Query materialized views with Java, Spring, and streaming database
Bobur Umurzokov
Posted on July 23, 2023
Materialized views are a powerful tool in database management systems that allow users to pre-compute and store the results of a query, improving performance and reducing the need for expensive computations. However, in modern, fast-paced business environments, the data in the database may change frequently, requiring frequent updates to materialized views. Streaming databases enable us to continuously ingest and process large amounts of data from different data sources in real-time. In this article, we will explore how to query materialized views with Java, Spring, and a streaming database such as RisingWave.
Learning objectives
You will learn the following throughout the article:
- How to ingest Kafka topics and run real-time queries.
- How to create materialized views with the streaming database.
- Build a Java application that reads and exposes data from materialized views.
Recommended content
Before proceeding with this post, I highly recommend also reading my other posts to understand how a streaming database differs from a traditional database, why we need to use materialized views to query microservices, and how to query real-time data in Kafka using SQL.
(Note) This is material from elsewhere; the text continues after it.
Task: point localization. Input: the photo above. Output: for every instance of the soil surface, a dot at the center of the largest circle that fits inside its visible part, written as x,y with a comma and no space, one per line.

Sample scenario: Analyzing order delivery performance
Order delivery performance is a crucial metric for any business that sells products online. It reflects the efficiency and effectiveness of the order fulfillment process and directly impacts customer satisfaction. To analyze order delivery performance, businesses need to track key performance indicators (KPIs) such as delivery time, order accuracy, and delivery cost. In the scope of this article, we will create a sample order-delivery application (You can find the source code on GitHub) built using Java and Spring Boot and learn how to use a streaming database and materialized views to analyze food order delivery performance in real-time.
Below architectural diagram illustrating the overall data flow:
- We have a Kafka topic named
delivery_orders
that contains events for every order placed on a food delivery website. Each event includes information about the order, such as theorder ID
,restaurant ID
, anddelivery status
. The workload generator (Python script called Datagen) simulates generating of random mock data continuously and streams them into Kafka topics. In reality, this mock data can be replaced with data coming from the app. - RisingWave steaming database connects to a Kafka broker and reads Kafka topics using its Kafka connector. It also persists data from the source into a RisingWave table.
- RisingWave allows us to query streaming data using SQL and we can create materialized views that are optimized for complex queries by reducing the need for expensive joins and calculations. Data stored in the materialized view will be automatically updated as new changes arrive.
- Then, we query the materialized view from our sample Spring boot Web API.
Query materialized views demo
Let's assume we have a materialized view named restaurant_orders_view that calculates the number of total orders created from different restaurants within the last 15 mins in real-time. Now our task is to expose this materialized view result as an API endpoint in an Order service to /orders/count-total-restaurant-orders
. In Java, you can query materialized views using JDBC, which is a Java API for connecting to databases. Additionally, you can leverage the Spring Framework to simplify the process of working with JDBC and build a REST API.
As RisingWave is wire-compatible with PostgreSQL, you can use the PostgreSQL JDBC driver to connect to RisingWave and interact with RisingWave from your Java applications. You can also use other clients’ libraries for different programming languages (NodeJS, Python, and Go).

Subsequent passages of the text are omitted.